DFI - Rangi 2

Whiria te tangata
Whiria te ako

Anō nei te hīkaka me te hihiko o tā mātou nohotahi ki te Kura o Ōtaki. Hāneanea ana te noho ki Akomanga 1 ki te kura nei me te mihi nui ki a koutou e kaha manaaki ana i a mātou o te kaupapa DFI. Kua roa te wiki! Kātahi anō kia whai wā ki te whakarite whakaaro me te whakairi ki taku rangitaki. Ko te ūpoko o taku pōhi i tēnei wiki, he kupu whakarite mō te wairua pai o tā tātou ako ngātahi i ēnei wiki tata. 

Akomanga 1 - Te Kura o Ōtaki, o Korowai Whakamana, e mihi ana.

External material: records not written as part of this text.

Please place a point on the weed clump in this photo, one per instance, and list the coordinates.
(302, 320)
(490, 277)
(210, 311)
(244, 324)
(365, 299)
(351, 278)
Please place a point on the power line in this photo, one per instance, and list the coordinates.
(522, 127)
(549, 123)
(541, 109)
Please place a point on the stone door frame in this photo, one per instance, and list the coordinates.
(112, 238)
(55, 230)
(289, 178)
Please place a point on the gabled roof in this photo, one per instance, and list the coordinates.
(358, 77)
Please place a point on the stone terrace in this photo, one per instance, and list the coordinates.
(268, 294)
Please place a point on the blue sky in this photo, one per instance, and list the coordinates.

It's been another awesome week with our Ōtaki DFI crew. We have been so well looked after here at Ōtaki Primary School and are greeted by a raucously happy staffroom between sessions - and I get why they're called Digital Intensives. We make the most of every minute of our time together and time flies.  Ngā mihi nui ki tēnei kura manaaki i te kaupapa  o Manaiakalani. 

The title of my post this week captures this week for me, the essence of what a digital-intensive should be about. Weaving people and learning together. 

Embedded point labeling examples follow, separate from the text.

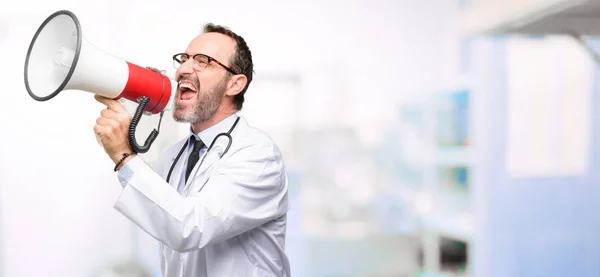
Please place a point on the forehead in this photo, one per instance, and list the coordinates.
(216, 45)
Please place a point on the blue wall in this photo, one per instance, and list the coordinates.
(536, 226)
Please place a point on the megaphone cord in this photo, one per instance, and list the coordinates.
(143, 102)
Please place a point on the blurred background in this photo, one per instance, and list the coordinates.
(423, 138)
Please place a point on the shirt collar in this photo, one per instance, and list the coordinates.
(208, 135)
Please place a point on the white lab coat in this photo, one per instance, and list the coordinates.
(230, 219)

He aha aku akoranga hei āwhina i taku mārama atu ki te ariā ako me te kaupapa o Manaiakalani?
What did I learn that increased my understanding of Manaiakalani kaupapa and pedagogy?

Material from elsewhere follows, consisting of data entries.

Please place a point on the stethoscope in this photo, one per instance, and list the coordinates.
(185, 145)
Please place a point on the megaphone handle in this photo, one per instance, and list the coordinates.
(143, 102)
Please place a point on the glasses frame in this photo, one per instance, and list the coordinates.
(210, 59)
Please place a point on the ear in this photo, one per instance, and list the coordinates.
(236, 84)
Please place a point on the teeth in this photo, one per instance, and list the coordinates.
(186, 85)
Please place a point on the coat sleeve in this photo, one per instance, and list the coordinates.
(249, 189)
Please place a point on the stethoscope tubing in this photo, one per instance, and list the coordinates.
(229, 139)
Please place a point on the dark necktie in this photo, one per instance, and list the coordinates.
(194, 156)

We discussed connectedness and for me, it elevates fundamental values at our kura like whanaungatanga and taha whānau. The understanding that everything we do online or in person has power and will touch more than we may have ever previously imagined. This is something that both scares and inspires me as a teacher. A class is no longer defined by the four walls of a room or school. The world is our classroom. We could connect with students in Japan and exchange stories of the Matariki or Subaru constellation or hangout with students in the Chathams collaborating in marine biology.  How might we apply these concepts as we rethink or retool our kura for the Information age? 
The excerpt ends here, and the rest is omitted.